Die Abwehrspieler haben einen bis zu 1,83 Meter langen Schläger, die Angriffs- und Mittelfeldspieler einen maximal 1,07 Meter langen. Fouls werden von einem der vier Schiedsrichter nicht sofort abgepfiffen, sondern erst, nachdem ein Spielzug beendet worden ist. Dann verhängen die Schiris Zeitstrafen. Es wird andauernd gewechselt – so wie beim Eishockey. Das ist auch nötig, denn das Spiel ist sehr anstrengend. Ziel ist es, den Ball möglichst oft ins gegnerische Tor zu schießen, ohne dabei zu viele Fouls zu begehen. Wer nach viermal 20 Minuten mehr Tore erzielt hat, hat gewonnen.

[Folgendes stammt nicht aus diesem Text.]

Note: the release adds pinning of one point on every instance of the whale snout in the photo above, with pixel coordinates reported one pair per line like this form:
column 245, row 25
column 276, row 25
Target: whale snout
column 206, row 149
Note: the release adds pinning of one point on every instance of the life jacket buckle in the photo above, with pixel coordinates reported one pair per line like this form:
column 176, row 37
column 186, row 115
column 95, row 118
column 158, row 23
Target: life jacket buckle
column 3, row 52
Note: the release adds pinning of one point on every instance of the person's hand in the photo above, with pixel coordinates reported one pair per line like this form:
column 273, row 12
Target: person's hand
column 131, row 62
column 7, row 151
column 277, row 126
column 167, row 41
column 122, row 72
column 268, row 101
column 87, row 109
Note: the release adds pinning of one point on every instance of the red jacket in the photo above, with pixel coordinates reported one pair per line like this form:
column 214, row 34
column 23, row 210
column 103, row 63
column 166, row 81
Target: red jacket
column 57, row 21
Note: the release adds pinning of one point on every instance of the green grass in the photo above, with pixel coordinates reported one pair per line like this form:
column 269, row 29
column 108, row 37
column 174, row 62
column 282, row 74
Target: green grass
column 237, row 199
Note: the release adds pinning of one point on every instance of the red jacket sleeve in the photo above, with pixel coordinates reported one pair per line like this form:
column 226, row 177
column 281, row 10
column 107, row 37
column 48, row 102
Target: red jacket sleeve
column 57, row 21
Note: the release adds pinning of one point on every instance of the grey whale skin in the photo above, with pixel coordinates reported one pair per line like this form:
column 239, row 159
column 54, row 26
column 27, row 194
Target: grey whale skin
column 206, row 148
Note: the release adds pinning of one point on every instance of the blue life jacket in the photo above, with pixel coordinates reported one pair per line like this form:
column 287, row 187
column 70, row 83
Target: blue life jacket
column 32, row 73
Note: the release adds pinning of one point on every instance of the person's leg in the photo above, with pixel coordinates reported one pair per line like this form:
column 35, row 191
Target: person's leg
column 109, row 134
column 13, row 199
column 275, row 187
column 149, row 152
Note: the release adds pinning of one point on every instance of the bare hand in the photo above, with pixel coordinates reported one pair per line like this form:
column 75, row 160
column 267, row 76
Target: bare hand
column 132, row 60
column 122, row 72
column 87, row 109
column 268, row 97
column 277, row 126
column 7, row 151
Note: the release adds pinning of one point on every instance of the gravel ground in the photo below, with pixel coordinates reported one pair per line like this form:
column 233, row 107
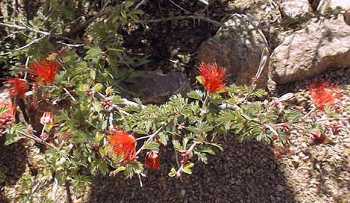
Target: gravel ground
column 246, row 172
column 251, row 172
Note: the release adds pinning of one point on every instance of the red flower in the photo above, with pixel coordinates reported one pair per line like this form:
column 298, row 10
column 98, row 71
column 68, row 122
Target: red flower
column 318, row 138
column 7, row 117
column 45, row 71
column 324, row 94
column 46, row 118
column 152, row 160
column 18, row 87
column 123, row 145
column 213, row 77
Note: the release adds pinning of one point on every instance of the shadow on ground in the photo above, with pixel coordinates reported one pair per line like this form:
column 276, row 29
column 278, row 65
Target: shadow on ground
column 243, row 172
column 12, row 164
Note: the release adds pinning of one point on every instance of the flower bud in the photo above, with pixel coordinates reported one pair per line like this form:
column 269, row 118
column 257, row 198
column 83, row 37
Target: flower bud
column 46, row 118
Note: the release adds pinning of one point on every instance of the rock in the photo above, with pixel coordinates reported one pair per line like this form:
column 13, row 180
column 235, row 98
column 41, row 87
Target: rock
column 154, row 87
column 238, row 47
column 310, row 51
column 325, row 6
column 296, row 8
column 347, row 17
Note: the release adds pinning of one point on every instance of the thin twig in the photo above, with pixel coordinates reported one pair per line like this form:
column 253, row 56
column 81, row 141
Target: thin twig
column 25, row 46
column 70, row 45
column 39, row 140
column 197, row 17
column 25, row 28
column 26, row 67
column 69, row 94
column 175, row 4
column 140, row 4
column 149, row 139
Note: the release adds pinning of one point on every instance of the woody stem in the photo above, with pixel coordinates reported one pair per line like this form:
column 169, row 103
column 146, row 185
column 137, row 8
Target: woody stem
column 149, row 139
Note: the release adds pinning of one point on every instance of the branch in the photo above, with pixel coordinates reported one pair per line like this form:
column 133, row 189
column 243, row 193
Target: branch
column 25, row 46
column 149, row 139
column 196, row 17
column 25, row 28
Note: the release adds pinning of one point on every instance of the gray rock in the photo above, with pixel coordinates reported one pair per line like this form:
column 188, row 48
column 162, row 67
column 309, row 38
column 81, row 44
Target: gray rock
column 154, row 87
column 310, row 51
column 238, row 47
column 347, row 17
column 325, row 5
column 296, row 8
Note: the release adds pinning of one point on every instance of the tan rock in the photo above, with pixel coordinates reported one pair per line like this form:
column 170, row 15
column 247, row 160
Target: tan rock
column 296, row 8
column 326, row 5
column 238, row 47
column 318, row 47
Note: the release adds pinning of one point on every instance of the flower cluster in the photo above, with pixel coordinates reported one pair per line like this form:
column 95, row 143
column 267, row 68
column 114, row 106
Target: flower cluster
column 123, row 145
column 324, row 94
column 213, row 77
column 7, row 117
column 152, row 160
column 17, row 87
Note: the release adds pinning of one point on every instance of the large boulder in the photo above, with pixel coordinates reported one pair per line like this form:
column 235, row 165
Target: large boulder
column 316, row 48
column 327, row 5
column 238, row 47
column 296, row 8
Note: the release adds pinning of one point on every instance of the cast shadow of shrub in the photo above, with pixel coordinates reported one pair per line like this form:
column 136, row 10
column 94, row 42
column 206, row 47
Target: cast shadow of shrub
column 243, row 172
column 12, row 164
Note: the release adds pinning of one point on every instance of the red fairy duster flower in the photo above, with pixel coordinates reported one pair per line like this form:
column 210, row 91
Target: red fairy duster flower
column 324, row 94
column 18, row 87
column 123, row 145
column 7, row 114
column 46, row 118
column 152, row 160
column 45, row 71
column 318, row 138
column 213, row 77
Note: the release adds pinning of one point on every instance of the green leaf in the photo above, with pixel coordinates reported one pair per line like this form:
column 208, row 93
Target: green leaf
column 117, row 100
column 188, row 168
column 98, row 87
column 200, row 79
column 153, row 146
column 163, row 138
column 14, row 133
column 172, row 172
column 196, row 94
column 119, row 169
column 94, row 54
column 207, row 150
column 3, row 110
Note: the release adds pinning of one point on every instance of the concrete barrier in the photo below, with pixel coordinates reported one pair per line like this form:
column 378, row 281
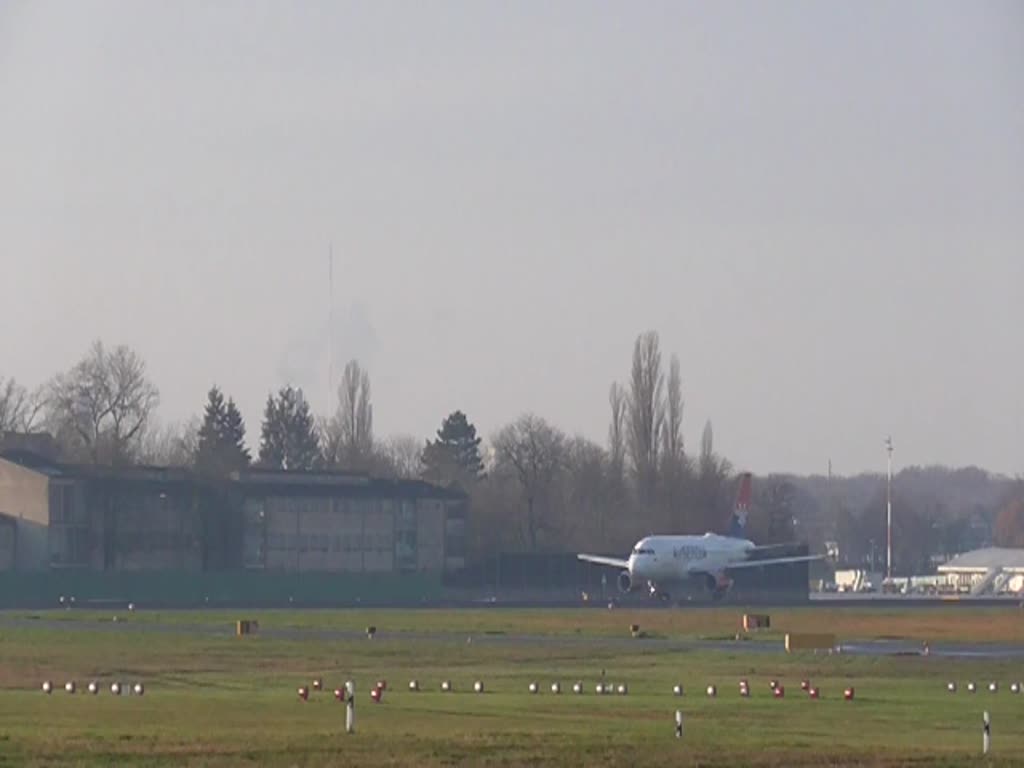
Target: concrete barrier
column 809, row 641
column 246, row 627
column 754, row 622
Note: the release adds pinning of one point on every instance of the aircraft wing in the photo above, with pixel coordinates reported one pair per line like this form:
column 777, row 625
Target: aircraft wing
column 774, row 561
column 612, row 561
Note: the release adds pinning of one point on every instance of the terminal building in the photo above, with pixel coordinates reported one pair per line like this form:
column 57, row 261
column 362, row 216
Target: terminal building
column 992, row 570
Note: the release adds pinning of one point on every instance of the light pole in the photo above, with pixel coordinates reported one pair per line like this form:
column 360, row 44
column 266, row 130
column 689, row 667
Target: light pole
column 889, row 510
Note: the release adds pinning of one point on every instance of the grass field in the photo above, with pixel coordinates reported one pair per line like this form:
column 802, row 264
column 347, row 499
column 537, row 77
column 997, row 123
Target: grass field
column 216, row 699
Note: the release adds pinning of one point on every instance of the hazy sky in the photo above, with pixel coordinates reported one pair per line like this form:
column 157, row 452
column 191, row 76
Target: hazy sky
column 819, row 207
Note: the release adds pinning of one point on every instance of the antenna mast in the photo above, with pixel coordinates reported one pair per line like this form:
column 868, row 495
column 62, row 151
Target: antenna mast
column 330, row 330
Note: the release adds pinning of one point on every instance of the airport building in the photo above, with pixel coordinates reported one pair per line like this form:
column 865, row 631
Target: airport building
column 136, row 520
column 991, row 570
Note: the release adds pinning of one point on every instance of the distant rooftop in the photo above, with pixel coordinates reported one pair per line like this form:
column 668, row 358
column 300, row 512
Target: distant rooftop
column 983, row 559
column 257, row 479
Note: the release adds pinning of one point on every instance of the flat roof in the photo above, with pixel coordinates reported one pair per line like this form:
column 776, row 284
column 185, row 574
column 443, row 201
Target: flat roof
column 253, row 480
column 983, row 559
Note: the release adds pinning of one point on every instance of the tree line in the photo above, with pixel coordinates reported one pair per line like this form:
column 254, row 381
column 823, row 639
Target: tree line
column 538, row 488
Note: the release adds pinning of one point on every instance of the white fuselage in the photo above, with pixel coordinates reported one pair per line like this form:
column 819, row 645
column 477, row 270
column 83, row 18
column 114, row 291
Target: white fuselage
column 663, row 559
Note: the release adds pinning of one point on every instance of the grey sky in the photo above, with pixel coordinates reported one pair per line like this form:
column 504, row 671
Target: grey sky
column 819, row 206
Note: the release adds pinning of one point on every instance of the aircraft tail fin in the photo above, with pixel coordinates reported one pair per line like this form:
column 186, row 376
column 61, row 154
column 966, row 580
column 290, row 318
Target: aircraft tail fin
column 737, row 521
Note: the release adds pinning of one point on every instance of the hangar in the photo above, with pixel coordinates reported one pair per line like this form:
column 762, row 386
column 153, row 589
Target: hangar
column 991, row 570
column 73, row 517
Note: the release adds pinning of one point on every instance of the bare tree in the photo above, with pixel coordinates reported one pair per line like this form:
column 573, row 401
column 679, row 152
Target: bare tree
column 170, row 445
column 18, row 409
column 712, row 485
column 100, row 408
column 674, row 465
column 535, row 452
column 646, row 413
column 616, row 429
column 587, row 502
column 348, row 437
column 403, row 456
column 673, row 431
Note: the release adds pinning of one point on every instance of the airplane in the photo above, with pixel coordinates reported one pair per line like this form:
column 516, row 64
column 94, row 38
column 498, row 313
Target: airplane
column 663, row 562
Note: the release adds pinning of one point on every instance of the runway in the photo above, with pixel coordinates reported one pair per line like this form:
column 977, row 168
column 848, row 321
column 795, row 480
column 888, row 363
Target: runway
column 986, row 651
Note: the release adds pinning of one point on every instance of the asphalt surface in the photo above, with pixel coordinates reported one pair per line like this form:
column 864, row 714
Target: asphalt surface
column 866, row 648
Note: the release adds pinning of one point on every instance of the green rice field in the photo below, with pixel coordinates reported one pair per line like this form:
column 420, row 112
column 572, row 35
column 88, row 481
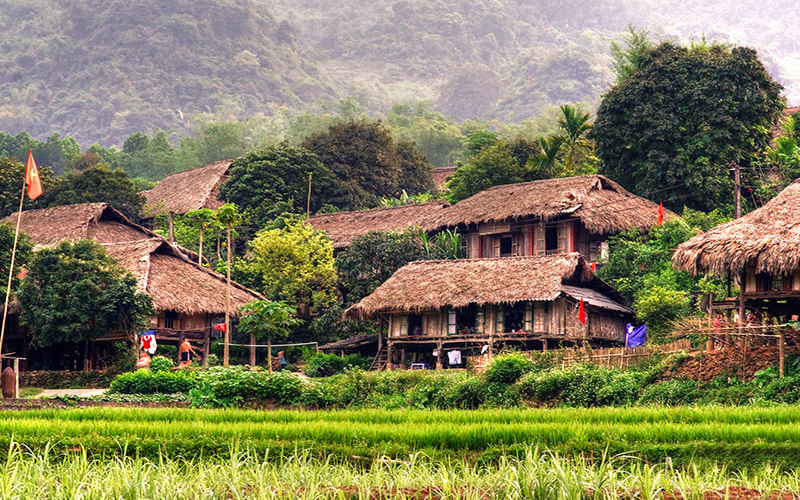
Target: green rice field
column 736, row 438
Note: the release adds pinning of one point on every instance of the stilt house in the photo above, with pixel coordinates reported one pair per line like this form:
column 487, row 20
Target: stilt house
column 759, row 251
column 531, row 302
column 548, row 217
column 187, row 297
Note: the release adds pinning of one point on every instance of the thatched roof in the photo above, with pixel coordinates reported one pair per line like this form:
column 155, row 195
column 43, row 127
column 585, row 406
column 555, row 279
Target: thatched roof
column 189, row 190
column 441, row 175
column 175, row 282
column 433, row 284
column 343, row 227
column 162, row 269
column 601, row 204
column 85, row 221
column 767, row 238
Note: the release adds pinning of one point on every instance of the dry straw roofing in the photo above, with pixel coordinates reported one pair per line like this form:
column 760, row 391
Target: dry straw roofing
column 427, row 285
column 767, row 238
column 343, row 227
column 175, row 282
column 603, row 206
column 189, row 190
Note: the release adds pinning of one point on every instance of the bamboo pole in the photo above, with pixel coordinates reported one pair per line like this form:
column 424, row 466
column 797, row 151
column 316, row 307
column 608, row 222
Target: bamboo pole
column 11, row 267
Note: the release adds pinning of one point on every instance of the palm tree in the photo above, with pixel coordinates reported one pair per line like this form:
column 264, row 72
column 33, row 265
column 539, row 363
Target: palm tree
column 574, row 123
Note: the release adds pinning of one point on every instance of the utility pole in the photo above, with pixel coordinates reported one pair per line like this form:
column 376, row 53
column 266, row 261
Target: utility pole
column 737, row 213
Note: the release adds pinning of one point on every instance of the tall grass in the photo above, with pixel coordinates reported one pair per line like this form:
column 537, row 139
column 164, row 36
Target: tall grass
column 737, row 437
column 250, row 475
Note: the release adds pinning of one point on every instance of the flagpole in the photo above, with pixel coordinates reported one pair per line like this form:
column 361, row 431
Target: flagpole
column 11, row 268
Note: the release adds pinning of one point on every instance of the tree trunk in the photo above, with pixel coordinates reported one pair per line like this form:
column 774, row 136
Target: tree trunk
column 226, row 357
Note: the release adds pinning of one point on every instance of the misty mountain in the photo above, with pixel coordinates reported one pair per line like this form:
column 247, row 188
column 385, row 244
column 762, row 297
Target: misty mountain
column 103, row 70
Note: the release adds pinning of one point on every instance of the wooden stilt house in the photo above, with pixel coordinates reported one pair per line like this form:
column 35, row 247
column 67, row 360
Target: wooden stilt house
column 187, row 297
column 759, row 251
column 532, row 302
column 547, row 217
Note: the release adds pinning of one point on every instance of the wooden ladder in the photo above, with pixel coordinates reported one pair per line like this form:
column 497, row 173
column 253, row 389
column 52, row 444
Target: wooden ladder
column 379, row 363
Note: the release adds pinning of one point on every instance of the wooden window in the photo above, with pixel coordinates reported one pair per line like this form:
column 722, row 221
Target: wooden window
column 499, row 319
column 170, row 318
column 452, row 328
column 528, row 327
column 541, row 241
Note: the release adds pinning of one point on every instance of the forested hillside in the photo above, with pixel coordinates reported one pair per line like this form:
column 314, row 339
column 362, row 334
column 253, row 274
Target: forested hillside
column 100, row 71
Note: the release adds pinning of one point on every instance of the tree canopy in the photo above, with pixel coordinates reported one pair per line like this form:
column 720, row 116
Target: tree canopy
column 293, row 264
column 681, row 118
column 367, row 164
column 75, row 291
column 98, row 184
column 264, row 177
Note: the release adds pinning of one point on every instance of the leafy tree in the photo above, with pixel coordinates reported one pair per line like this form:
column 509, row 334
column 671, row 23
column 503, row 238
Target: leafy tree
column 263, row 177
column 98, row 184
column 265, row 319
column 294, row 264
column 682, row 118
column 74, row 292
column 625, row 60
column 367, row 165
column 12, row 174
column 372, row 258
column 640, row 267
column 503, row 163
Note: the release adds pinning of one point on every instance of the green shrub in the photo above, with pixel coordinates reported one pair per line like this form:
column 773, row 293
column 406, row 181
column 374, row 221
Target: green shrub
column 325, row 365
column 161, row 364
column 623, row 390
column 783, row 390
column 671, row 393
column 148, row 382
column 508, row 368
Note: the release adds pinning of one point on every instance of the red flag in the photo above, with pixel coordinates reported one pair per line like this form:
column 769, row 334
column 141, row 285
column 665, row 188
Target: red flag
column 660, row 213
column 32, row 178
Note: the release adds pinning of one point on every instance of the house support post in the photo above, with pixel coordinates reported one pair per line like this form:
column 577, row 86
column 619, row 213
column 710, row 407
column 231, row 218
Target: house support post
column 739, row 327
column 206, row 345
column 781, row 353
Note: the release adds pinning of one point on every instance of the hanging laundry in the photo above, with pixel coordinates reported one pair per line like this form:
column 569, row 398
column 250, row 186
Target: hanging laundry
column 454, row 357
column 148, row 342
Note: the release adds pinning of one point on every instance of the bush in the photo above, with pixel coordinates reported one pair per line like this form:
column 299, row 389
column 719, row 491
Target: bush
column 671, row 393
column 148, row 382
column 161, row 364
column 325, row 365
column 508, row 368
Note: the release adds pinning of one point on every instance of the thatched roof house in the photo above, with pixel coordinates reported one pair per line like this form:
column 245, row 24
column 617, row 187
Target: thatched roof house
column 760, row 250
column 433, row 284
column 602, row 205
column 189, row 190
column 528, row 300
column 343, row 227
column 554, row 216
column 767, row 239
column 163, row 270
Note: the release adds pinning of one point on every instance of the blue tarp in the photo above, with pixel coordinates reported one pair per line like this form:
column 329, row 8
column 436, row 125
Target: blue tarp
column 636, row 336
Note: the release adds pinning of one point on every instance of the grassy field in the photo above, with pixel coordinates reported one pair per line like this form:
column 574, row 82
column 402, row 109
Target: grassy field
column 736, row 438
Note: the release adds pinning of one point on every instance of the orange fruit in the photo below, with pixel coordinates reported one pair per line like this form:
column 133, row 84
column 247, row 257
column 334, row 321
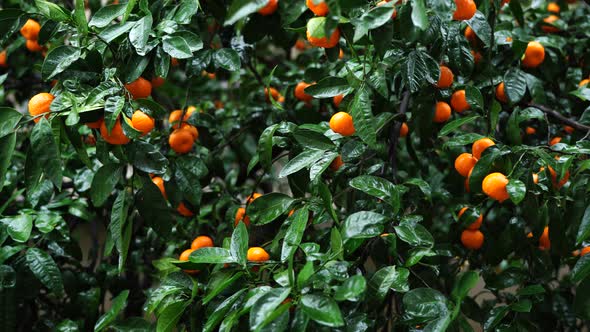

Es ist nass, windig und kalt, ich zittere am ganzen Körper. Der Regen scheint nicht aufhören zu wollen, doch jetzt kommt Bewegung in meine Rookie-Gruppe. Ole bringt uns zur Ausrüstung, die auf einem Haufen liegt. Wir Rookies erhalten Helm, Ellenbogenschützer, Handschuhe und Schläger. Mir wird etwas wärmer und wohler zu Mute.

Übung eins: Den Ball mit dem Stick aufheben. Leichter gesagt, als getan. Doch meine jahrelange Erfahrung mit der Mistgabel kommt mir zugute. Man kann sich das Ballaufheben nämlich vorstellen wie das Ausmisten: Schaufel unter die Sch..., und ab damit.

Übung zwei: Zweikampf. Ich rutsche und falle durch die Gegend, denn um den Ball zu verteidigen, muss man seinen Körper zwischen Gegenspieler und Ball bringen. Der Gegner versucht, den Ball mit dem Stick zu ergattern. Er stochert mit dem Stick nach dem Ball und versucht, am Verteidiger vorbeizukommen. Ich fühle mich zwar etwas dämlich, aber es macht richtig Spaß.

Übung drei: Den Ball ins Tor schleudern. Zwei von zehn Mal treffe ich das Tor – damit stehe ich nicht alleine. Der Stick wird beim Schleudern mit zwei Händen gehalten. Beim Ausholen führt man den Stick über die Schulter und schleudert den Ball dann in einer schnellen Bewegung in Richtung Tor. Der "Balljunge" hat heute einiges zu tun.

Übung vier: Mit dem Ball im Netz des Sticks rennen. Jedem Laien fällt der Ball nach zwei Schritten aus dem Netz. Deshalb muss man den Stick in einer regelmäßigen Bewegung um die eigene Achse drehen. "Cradlen" ist der Fachbegriff dafür. "Mein früherer Trainer hat uns empfohlen, mit Stick und Ball joggen zu gehen", sagt Lacrosse-Spieler Markus Klawitter. Keine Schande also, dass ich mich in Slowmotion bewege.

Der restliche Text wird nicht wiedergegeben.